33. Eğer Allah dilerse, o rüzgârı durduruverir de, (gemiler) deniz üzerinde kalakalırlar. Şübhesiz bunda, (Allah’ın nimetlerine) çok şükreden, ziyade sabırlı olan herkes için bir çok ibretler var.
34. Yahud dilerse, kazandıkları günah yüzünden, onları denizde helâk eder. Fakat Allah, (onlardan günahların) çoğunu bağışlar (da kendilerini cezalandırmaz).
35. Hem ayetlerimiz hakkında mücadele edenler, (onları inkâr edenler) bilsinler ki, kendileri için kaçacak bir yer yoktur.
36. Size verilmiş bulunan şeyler hep dünya hayatının geçici malıdır. Allah katında olan (ahiret sevabı) ise, daha hayırlı ve daha devamlıdır. (Fakat ahiret sevabı) o kimseler için hayırlıdır ki, iman etmişlerdir ve Rablerine de tevekkül ederler;
37. O kimselerdir ki, büyük günahlardan ve açık rezaletlerden kaçınırlar, öfkelendikleri zaman da, onlar kusur bağışlarlar;
38. O kimselerdir ki, Rablerine itaate icabet etmişler ve namazı gereği üzere kılmışlardır. İşleri de hep aralarında danışıklıdır. Kendilerine verdiğimiz rızıktan (Allah yolunda) harcarlar.
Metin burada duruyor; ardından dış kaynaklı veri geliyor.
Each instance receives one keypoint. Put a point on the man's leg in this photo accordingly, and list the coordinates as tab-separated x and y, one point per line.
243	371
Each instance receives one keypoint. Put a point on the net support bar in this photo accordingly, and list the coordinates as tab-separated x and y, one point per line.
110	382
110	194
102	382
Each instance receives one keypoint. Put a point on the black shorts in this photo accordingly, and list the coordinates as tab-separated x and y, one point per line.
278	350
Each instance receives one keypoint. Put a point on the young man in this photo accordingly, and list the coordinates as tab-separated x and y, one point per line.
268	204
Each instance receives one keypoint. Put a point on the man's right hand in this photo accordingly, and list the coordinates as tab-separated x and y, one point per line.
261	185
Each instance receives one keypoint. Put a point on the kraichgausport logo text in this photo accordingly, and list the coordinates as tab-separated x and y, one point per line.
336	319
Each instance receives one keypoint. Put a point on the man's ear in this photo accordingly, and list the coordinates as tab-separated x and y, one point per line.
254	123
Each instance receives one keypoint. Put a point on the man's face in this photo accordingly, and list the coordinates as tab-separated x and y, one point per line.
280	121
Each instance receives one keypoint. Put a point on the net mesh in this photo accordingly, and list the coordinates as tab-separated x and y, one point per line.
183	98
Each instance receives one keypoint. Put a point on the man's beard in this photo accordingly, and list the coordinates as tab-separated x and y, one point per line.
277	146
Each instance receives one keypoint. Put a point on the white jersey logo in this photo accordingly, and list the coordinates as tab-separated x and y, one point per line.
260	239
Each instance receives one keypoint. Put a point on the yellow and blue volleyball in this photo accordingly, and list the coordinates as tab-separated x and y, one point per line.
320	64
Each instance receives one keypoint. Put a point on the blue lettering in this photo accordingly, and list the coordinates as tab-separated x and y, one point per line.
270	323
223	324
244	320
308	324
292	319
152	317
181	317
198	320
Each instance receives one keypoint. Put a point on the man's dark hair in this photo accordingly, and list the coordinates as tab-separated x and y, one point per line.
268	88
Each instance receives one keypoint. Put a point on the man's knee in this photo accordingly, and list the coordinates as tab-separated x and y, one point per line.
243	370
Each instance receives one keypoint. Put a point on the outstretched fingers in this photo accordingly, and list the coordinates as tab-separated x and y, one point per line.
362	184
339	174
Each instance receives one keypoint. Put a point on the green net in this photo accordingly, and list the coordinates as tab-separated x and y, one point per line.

39. O kimselerdir ki, kendi haklarına tecavüz vaki olduğu zaman, onlar yardımlaşırlar (ve intikam alırlar, haklarını yerine getirirler).
40. Kötülüğün cezası da ona denk bir kötülüktür. Fakat kim bağışlar ve (kendisiyle düşmanı arasını) düzeltirse, onun mükâfatı Allah’a aiddir. Elbette O, zalimleri sevmez.
41. Kim, kendisine edilen zulümden sonra hakkını alırsa, artık böyleleri üzerine (ceza için) bir yol yoktur.
42. (Günaha dair) yol, ancak haksızlıkla yeryüzünde azgınlık ederek insanlara zulüm yapanlar üzerinedir. İşte onlara acıklı bir azab vardır.
43. Her kim de sabredib suç bağışlarsa, işte bu (sabredib bağışlamak), işlerin en hayırlısındandır.
44. Her kimi de Allah saptırırsa, artık bundan sonra onun hiç bir yardımcısı yoktur; ve o zalimleri göreceksin ki, onlar azabı görünce şöyle diyecekler: “- Var mı geri dönmeye bir yol?”